In conclusion, twenty neo-clerodane isloates were isolated from T. quadrifarium, including four new (1–4) and sixteen known ones (5–20). Among them, fifteen compounds were isolated from this plant for the first time, and the results enriches the chemical components of this plant. Additionally, new compound 1 exhibited a significant ferroptosis inhibitory effect against RSL3-induced HT22 cells.

4 Experimental section

4.1 General experimental procedures

XtaLAB Pro diffractometer was used to determine X-ray crystallography. HR-ESI–MS, IR, UV, NMR spectra were determined as described previously [30].

4.2 Plant material

The whole plants of T. quadrifarium were collected in Pingtang County, Guizhou Province, China, in August, 2021, and identified by Prof. Ni Zhang. A specimen voucher (No. TZC20210806) is stored in the Natural Products Research Center of Guizhou Province.

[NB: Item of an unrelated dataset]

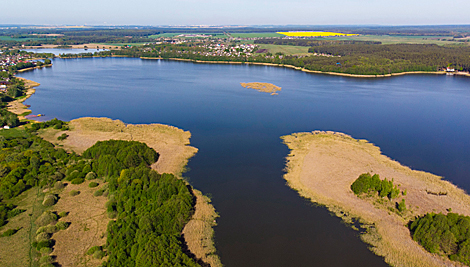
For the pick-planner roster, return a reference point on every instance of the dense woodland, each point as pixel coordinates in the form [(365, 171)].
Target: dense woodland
[(150, 209), (447, 235)]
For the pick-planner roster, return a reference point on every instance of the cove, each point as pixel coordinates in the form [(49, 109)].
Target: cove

4.3 Extraction and isolation

The air-dried material (20.0 kg) was smashed and extracted with 95% aqueous EtOH (3 × 70 L, each 2 h) under reflux. The crude EtOH extract was obtained by evaporation under vacuum conditions. The crude samples were suspended in H₂O and then leached with petroleum ether (PE), and ethyl acetate (EA), respectively. The PE part (1047.4 g) and EA part (819.9 g) were evaporated to dryness. The PE layer was purified with silica gel chromatography, employing stepwise gradient elution with PE/EA mixture ranging from.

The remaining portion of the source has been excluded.